1 || How is begin (2)

5.6K 524 2
                                    



Ares berdiri di depan jendela besar kamarnya, Ares hanya diam tanpa melakukan apapun, sejak pulang dari perjamuan makan malam di kerajaan lautan, Ares nampak murung dan pendiam. Ia sama sekali tak mengucapkan sepatah kata pun bahkan ketika sang Ayah menyapanya Ares hanya berdehem lalu berlalu ke dalam kamarnya. Mengurung diri di sana selama beberapa saat.

Ares memejamkan matanya, kepala Ares seperti akan meledak saat suara itu kembali terngiang dengan jelas. Entah Ares harus bagaimana lagi, agar mencegah semua hal buruk terjadi.

"Sesuai dengan ramalan, kesalahan yang sama akan terulang lagi, dan itu pada anakmu, Avner."

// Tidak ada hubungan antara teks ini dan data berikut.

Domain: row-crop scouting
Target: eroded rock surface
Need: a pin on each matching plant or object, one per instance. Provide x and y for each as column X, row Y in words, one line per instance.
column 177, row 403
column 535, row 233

Ares menghembuskan napas lelah, ia membaringkan tubuhnya ke peraduan.


"Bukan dari ras iblis atau malaikat, tapi ras manusia."

"Kau tahu, Avner sama kerasnya denganmu dulu, dan ia akan melakukan apapun agar bisa mendapatkan apa yang ia inginkan."

"Apa yang akan Avner lakukan kali ini, lebih besar dari yang kau lakukan dulu. Bagaimana pun kau mencoba menghalau, takdir tetaplah takdir."


Ares kembali mendengus ia paham cepat atau lambat pasti ramalan itu akan menjadi nyata. Sekuat apapun Ares menentang Avner tetap saja sia-sia. Semua ini karena kesalahannya, akibat keras kepalanya Ares di masa lalu. Sebuah kesalahan besar yang membuat Avner hadir ke dunia.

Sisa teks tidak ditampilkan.